Percebendo que o menino ainda está inabalável em sua resolução, o malvado juiz ordena que seja estirado na roda. Mas observem, o Deus Todo-poderoso não permitirá que seu servo puro e inocente seja desconjuntado ou rasgado pela brutalidade dos pagãos. Mal os executores lhe estiraram o corpo na máquina, e começaram a girar as polias para esticar as cordas, o medonho instrumento foi atingido por um raio, e rompeu-se em mil fragmentos. Os lictores e os curiosos que se achavam muito perto caíram. Marino, porém, levantou-se ileso no meio dos cavacos. Com um dedo, ele apontava os destroços do instrumento de tortura, com outro, apontava o céu, indicando que Jesus é o escudo e a força dos oprimidos.
O milagre, em vez de aterrorizar e converter o impiedoso Marciano, deixou-o mais ansioso para tirar a vida do menino. No entanto, uma vez mais ele seria malsucedido em sua crueldade. Mandou que Marino fosse posto num grande caldeirão, com fogo em baixo. Para o menino foi o mesmo que deitar num leio de rosas, e o calor intenso, que avermelhava o ferro, foi para ele uma brisa fresca, cheirando a orvalho.
Vendo que de nada adiantara, o tirano mandou que o pusessem num forno rubro de calor, e ali o mantivessem até o dia seguinte. Mas Deus protegeu e confortou Marino. Na manhã seguinte, ao abrirem o forno esperando vê-lo transformado em carvão e cinzas, encontraram-no de mãos postas em oração, e cantando hinos de louvor a Deus. Quando deram a notícia a Marciano, ele sapateou de raiva, e ordenou que o menino fosse jogado às feras, no Coliseu. Que os leões famintos dessem cabo daquela criança enfadonha. Novamente, porém, o poder de Deus seria mostrado através da vítima inocente e vulnerável, e Ele, que reina do alto haveria de rir das maquinações de seus inimigos.

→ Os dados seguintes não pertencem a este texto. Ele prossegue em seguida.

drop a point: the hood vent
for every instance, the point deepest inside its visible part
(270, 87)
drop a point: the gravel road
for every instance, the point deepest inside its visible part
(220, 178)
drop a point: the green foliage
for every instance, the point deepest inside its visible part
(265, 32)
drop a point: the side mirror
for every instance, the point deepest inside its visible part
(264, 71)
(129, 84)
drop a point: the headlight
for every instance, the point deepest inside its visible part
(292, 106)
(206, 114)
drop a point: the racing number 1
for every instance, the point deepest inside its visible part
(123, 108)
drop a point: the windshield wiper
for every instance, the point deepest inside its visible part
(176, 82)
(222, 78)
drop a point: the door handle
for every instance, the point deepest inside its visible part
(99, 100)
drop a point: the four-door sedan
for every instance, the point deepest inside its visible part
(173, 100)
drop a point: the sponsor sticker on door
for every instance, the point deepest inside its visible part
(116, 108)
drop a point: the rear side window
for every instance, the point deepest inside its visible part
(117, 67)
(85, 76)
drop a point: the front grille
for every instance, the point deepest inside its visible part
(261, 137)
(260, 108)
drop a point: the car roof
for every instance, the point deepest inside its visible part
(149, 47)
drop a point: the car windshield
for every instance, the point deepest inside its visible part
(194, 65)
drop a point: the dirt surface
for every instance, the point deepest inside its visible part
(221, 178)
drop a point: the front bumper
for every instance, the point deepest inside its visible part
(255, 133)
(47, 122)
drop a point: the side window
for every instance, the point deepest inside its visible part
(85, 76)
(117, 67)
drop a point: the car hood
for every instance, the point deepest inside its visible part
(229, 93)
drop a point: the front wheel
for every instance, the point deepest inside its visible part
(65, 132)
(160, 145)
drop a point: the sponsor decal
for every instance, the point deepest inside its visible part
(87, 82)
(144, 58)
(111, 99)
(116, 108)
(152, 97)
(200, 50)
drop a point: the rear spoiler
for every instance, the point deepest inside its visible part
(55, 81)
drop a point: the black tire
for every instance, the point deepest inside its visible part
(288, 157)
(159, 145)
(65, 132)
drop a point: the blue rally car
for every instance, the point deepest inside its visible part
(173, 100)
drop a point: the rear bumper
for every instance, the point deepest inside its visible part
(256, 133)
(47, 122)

No Coliseu, um leão foi solto primeiro. Ele correu para a criança trêmula, mas deitando-se à sua frente, parecia reverenciá-la. Depois, pondo-se de pé, pousou uma grande pata no ombro do garoto, e começou a lamber-lhe a face. Soltaram um leopardo, e ele também veio lamber-lhe os pés. Então foi a vez da fêmea do leopardo e de um tigre. Os animais pareciam competir entre si, na demonstração de afeto ao mártir. O povo gritava. Os tratadores fizeram de tudo para irritar as feras, mas tiveram de fugir da arena porque elas ameaçaram virar-se contra eles.
Ocasionalmente, o leão e o tigre encaminhavam-se para a ala onde estava Marciano, e olhando em sua direção, rosnavam enraivecidos. Depois voltavam correndo ao centro da arena, e prodigalizavam afagos ao menino cristão. Marino falava com eles e dava-lhes tapinhas, como se fossem animais de estimação criados em sua casa.
O Coliseu ressoava com os gritos de "Libertas", "Maleficium", "Mors", "Ut quid plus?", e expressões semelhantes a estas, familiares à multidão do anfiteatro.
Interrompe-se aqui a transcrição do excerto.